Effect of Perioperative Gabapentin on Postoperative Opioid Requirements

Sponsor
Indiana University (Other)
Overall Status
Recruiting
CT.gov ID
NCT05494385
Collaborator
(none)
130
1
2
22.1
5.9

Study Details

Study Description

Brief Summary

The purpose of this study is to determine if preoperative gabapentin is noninferior to preoperative and postoperative gabapentin for pain control in patients undergoing surgery for pelvic organ prolapse.

Condition or Disease Intervention/Treatment Phase
  • Drug: Preoperative Gabapentin/Postoperative Placebo
  • Drug: Preoperative Gabapentin/Postoperative Gabapentin
Phase 4

Study Design

Study Type:
Interventional
Anticipated Enrollment :
130 participants
Allocation:
Randomized
Intervention Model:
Parallel Assignment
Masking:
Quadruple (Participant, Care Provider, Investigator, Outcomes Assessor)
Primary Purpose:
Treatment
Official Title:
Effect of Perioperative Gabapentin on Postoperative Opioid Requirements
Actual Study Start Date :
Jul 27, 2021
Anticipated Primary Completion Date :
May 1, 2023
Anticipated Study Completion Date :
Jun 1, 2023

Arms and Interventions

Arm Intervention/Treatment
Placebo Comparator: Preoperative Gabapentin/Postoperative Placebo

Drug: Preoperative Gabapentin/Postoperative Placebo
Postoperatively, this group will receive scheduled acetaminophen and ibuprofen every 6 hours, in addition to placebo every 12 hours.

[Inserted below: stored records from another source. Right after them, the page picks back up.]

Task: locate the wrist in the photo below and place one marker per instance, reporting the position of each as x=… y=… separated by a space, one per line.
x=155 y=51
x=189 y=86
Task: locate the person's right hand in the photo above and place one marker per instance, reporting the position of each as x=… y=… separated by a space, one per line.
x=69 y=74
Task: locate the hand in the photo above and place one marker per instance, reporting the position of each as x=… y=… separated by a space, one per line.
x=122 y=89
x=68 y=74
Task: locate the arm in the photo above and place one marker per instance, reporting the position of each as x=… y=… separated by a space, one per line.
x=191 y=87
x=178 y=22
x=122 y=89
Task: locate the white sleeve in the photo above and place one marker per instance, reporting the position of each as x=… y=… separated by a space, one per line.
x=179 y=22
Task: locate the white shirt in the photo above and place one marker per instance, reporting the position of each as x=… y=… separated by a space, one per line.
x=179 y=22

The placebo is encapsulated to appear identical to the active drug. This group will have oxycodone 5 mg every 6 hours as needed for pain.

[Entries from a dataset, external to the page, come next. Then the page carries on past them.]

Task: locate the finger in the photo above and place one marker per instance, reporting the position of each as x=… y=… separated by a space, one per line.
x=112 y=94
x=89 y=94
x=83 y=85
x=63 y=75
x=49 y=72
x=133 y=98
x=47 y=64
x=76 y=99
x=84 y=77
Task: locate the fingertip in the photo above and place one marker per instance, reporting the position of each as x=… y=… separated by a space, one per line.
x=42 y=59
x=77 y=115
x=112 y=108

Active Comparator: Preoperative Gabapentin/Postoperative Gabapentin

Drug: Preoperative Gabapentin/Postoperative Gabapentin
Postoperatively, this group will receive scheduled acetaminophen and ibuprofen every 6 hours, in addition to gabapentin every 12 hours. The gabapentin is encapsulated to appear identical to the placebo. This group will have oxycodone 5 mg every 6 hours as needed for pain.

Outcome Measures

Primary Outcome Measures

  1. Opioid Prescription at Discharge [Length of postoperative hospital stay (typically less than 48 hours)]

    Percentage of patients requiring an opioid prescription at discharge in each group. Patients who use 5 or more doses of PRN opioids during inpatient postoperative course will receive a prescription for opioids.

Secondary Outcome Measures

  1. Opioid Refill Requests [6 weeks]

    Number of patients in each group who call the office to request a new opioid prescription (if they were discharged without a prescription) or to request an opioid prescription refill (if they were discharged with a prescription) within the 6-week postoperative time period.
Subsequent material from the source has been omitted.